For a while I stopped developing my film. Mostly because I thought the only way to do so was expensive. I had problems in the past with 1-hour offerings and so I shied away from them and when the itch struck would just give in and pay a large amount at a professional lab.
This week I remembered my love for film again, outside of the frustration of cost. I went back to the professional place and by chance/coincidence/fate I only managed to bring one of the three rolls I had wanted developed. I had grabbed two unused rolls in unmarked canisters, something I didn't notice until I was gathering my things outside of the lab.
It worked out well though. I decided I would try some different options. I would get the roll on hand developed at the professional place and then I would experiment with the other two.
The first roll developed was the one most recently completed, so I had a better idea of what I want going to see, the other two were a mystery. I figured if the other places screwed up the processing it wouldn't be that big of a loss.
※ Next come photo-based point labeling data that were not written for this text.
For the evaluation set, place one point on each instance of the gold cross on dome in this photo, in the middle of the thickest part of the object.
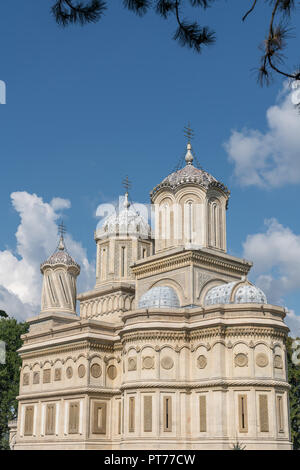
(188, 132)
(62, 229)
(126, 183)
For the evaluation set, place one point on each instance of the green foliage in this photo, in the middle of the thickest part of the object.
(294, 381)
(10, 333)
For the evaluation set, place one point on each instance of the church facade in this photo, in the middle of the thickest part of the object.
(173, 349)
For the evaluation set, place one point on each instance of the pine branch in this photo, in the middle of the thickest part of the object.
(67, 12)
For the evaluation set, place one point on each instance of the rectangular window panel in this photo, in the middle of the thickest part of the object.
(119, 417)
(263, 413)
(50, 419)
(29, 414)
(167, 414)
(74, 418)
(280, 413)
(46, 376)
(243, 413)
(147, 414)
(99, 418)
(202, 406)
(131, 414)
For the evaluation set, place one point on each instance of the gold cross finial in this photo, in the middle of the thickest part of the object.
(188, 132)
(62, 229)
(126, 183)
I did my research, looked for places to send film into and then ran across a blog post by a person who gets hers done at walmart. She drops of her 120 film to them, writes on the package and it comes back developed well, and only for a few bucks! I'm not a fan of Walmart, but Costco has a similar system, and I had heard good things about them through a photographer I recently started following, so I decided to test my fate with the regular 35mm film.
Today I walked into Costco with my mystery rolls and asked that they be developed and keep the film uncut. I had thought about it on my journey and realized that getting them printed would be harder, because the machine might not recognize the black space, but if I just had them put onto a cd it wouldn't matter. The developing would be the same either way and if something messed up in the transfer to the computer I could always go back and get more specific about the area that I wanted as my picture.
It worked. I came home with my two cds and my pictures look just as good as the ones done by the professional photo lab. Because I don't get mine printed at the moment I didn't need the colors to be as vibrant, something I'm not sure Costco would be able to handle as I think their machines automatically color correct.
Now, here's the real doozy... cost:
Professional Photo Lab: $16 and change for one roll of film to CD
Costco: $9 and change for two rolls to CD
A couple closing thoughts.
- Going to costco will not work for when I want to develop through the sprocket holes, luckily I found a place that will do that, but it has to be sent out. They are the cheapest I've seen for send out thus far, but the charge for developing into the sprocket holes adds a good $10 to your order. Ouch. Good thing I don't do that often, nor do I really want to. That will be a special project.
- I didn't ask if Costco sends out for 120 film. They do all of their 35mm processing in the store still unlike the Walmart that the blog post talks about. Places like CVS, Target and Walgreens have been closing down their film processing and are relying on their digital kiosks now so that might be an issue. I may have to find myself in a Walmart...
For now I'm just excited that I can take and develop my 35mm film on the inexpensive side. I missed the excitement of seeing what came out.